Homage to Nature (from the series Doubleworld)

Artist (American, 1947 - 2013)
Date1995
Mediumdye bleach print
DimensionsImage: 44 1/4 × 35 1/8 in. (112.4 × 89.2 cm)
Frame: 50 1/2 × 41 3/8 × 1 1/4 in. (128.3 × 105.1 × 3.2 cm)
ClassificationsPhotograph
Credit LineJane Reese Williams Collection, Gift of Bobbie Foshay, 1998
Object number1998.26.1
DescriptionTree in glass case on a wooden pedestal, green Curtin in background.
Text Entries
A bell jar is a glass chamber that produces a controlled interior environment that over the years has had various associations. It was a Victorian means of displaying a collectible that imparted that object's value by isolating it, while simultaneously creating a barrier from dust, damage, and the occasional clumsy viewer. It is a nurturing space where something fragile from the natural world might grow. It was a stifling enclosure for the protagonist of Sylvia Plath's 1963 novel, The Bell Jar. And it is part of the scientific lexicon, used in laboratories to conduct experiments involving, for example, a vacuum. Whatever its function, the bell jar makes what is within untouchable, just beyond our physical (and perhaps also our intellectual) reach.

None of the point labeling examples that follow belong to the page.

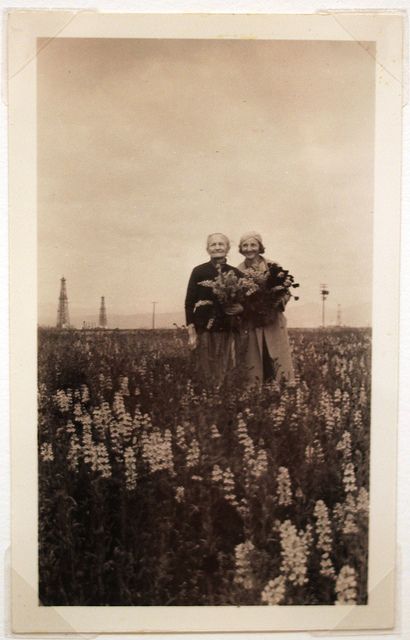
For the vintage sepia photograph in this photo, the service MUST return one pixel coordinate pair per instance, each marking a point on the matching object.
(205, 320)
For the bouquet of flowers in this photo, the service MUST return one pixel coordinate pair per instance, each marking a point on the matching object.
(229, 293)
(267, 292)
(227, 287)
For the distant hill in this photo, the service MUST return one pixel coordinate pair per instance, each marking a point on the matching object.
(298, 315)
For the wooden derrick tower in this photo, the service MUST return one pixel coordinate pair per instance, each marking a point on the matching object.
(102, 322)
(63, 320)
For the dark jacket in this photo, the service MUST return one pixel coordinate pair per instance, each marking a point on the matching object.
(201, 315)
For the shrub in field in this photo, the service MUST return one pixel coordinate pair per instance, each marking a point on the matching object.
(155, 491)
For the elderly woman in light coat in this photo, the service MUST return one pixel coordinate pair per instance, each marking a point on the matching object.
(267, 353)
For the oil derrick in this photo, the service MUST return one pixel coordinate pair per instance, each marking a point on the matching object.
(339, 316)
(102, 322)
(63, 320)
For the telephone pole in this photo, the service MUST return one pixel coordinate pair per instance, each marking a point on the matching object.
(324, 292)
(63, 320)
(154, 302)
(102, 322)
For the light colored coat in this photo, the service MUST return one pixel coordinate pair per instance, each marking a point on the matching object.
(275, 337)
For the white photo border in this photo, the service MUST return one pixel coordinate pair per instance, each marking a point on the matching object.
(24, 28)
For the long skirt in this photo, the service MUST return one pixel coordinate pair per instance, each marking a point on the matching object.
(215, 355)
(267, 352)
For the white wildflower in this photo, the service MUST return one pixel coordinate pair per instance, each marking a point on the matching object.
(346, 584)
(46, 452)
(274, 592)
(284, 487)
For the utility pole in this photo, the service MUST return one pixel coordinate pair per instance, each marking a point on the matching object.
(154, 302)
(324, 292)
(102, 322)
(63, 320)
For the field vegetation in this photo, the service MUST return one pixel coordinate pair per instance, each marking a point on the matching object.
(155, 491)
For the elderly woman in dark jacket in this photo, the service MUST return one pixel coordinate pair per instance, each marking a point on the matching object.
(210, 332)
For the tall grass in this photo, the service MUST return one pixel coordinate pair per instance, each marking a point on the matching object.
(155, 491)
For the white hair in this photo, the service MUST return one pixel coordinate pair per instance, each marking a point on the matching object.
(211, 235)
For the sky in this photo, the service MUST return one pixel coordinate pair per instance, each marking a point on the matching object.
(146, 146)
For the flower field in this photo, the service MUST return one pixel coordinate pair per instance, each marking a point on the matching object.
(154, 491)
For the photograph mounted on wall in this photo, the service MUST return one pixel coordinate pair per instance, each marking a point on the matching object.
(208, 341)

Sarah Charlesworth's photograph Homage to Nature employs the bell jar as an instrument of seeing that offers a critical look at the medium of photography. The role of the bell jar in Charlesworth's photograph is to encapsulate a miniaturized nature, a rarefied specimen to be peered at through the glass bubble that surrounds it. With the bell jar and the rich velvet drapery backdrop, the image is decidedly Victorian in its "aura."

Homage to Nature is part of Charlesworth's series Doubleworld, in which she used as still-life props 19th-century optical tools such as a telescope, a large-format camera, or a stereopticon. In this context, Homage to Nature is an invitation to see. In the mid-19th century, when perception was being shaped by these instruments of seeing, and photography revolutionized optics and visual culture, the bell jar drew the viewer in to examine the object within. The reflection of the artist's studio in the glass dome of Homage to Nature insists on the viewer's consciousness of his or her own act of looking.